C. elegans is so tiny we can identify all the connections in the nervous system,” said Dr. Emmons, the Siegfried Ullmann professor of genetics, and a professor of neuroscience at the Albert Einstein College of Medicine. “C. elegans is the first natural neural network to be mapped. Now theorists can reverse engineer the network and figure out how it functions.”

The other branch of connectomics involves mapping the pathways that transport signals from one brain region to another. Aberrations in neuronal transmissions, often called “connectopathies,” are believed to produce the symptoms of some of the most perplexing neurological and psychiatric conditions, including schizophrenia, autism, attention deficit hyperactivity disorder (ADHD), depression, and epilepsy. Therefore, a rapidly growing realm of research is dedicated to understanding how those signals function and malfunction.

For example, at the Society for Neuroscience meeting, Damien Fair, PhD, of the Oregon Health & Science University, discussed the application of connectomics to ADHD and autism spectrum disorders during a symposium titled “The Human Connectome in Health and Disease.” Dr. Fair is confident that a large, focused research effort into brain connections will reveal the roots of such problems.

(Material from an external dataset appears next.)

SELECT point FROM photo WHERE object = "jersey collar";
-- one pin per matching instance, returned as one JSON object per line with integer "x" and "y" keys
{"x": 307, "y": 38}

“No part of the brain is not connected to some other part of the brain, either directly or indirectly,” said Dr. Fair, assistant professor in the department of behavioral neuroscience and psychiatry, and an assistant scientist in the Advanced Imaging Research Center. “For many years those of us studying these disorders have focused on atypical patterns in specific brain regions. Now we've begun to supplement that work with investigations of how those regions communicate more broadly with other parts of brain.”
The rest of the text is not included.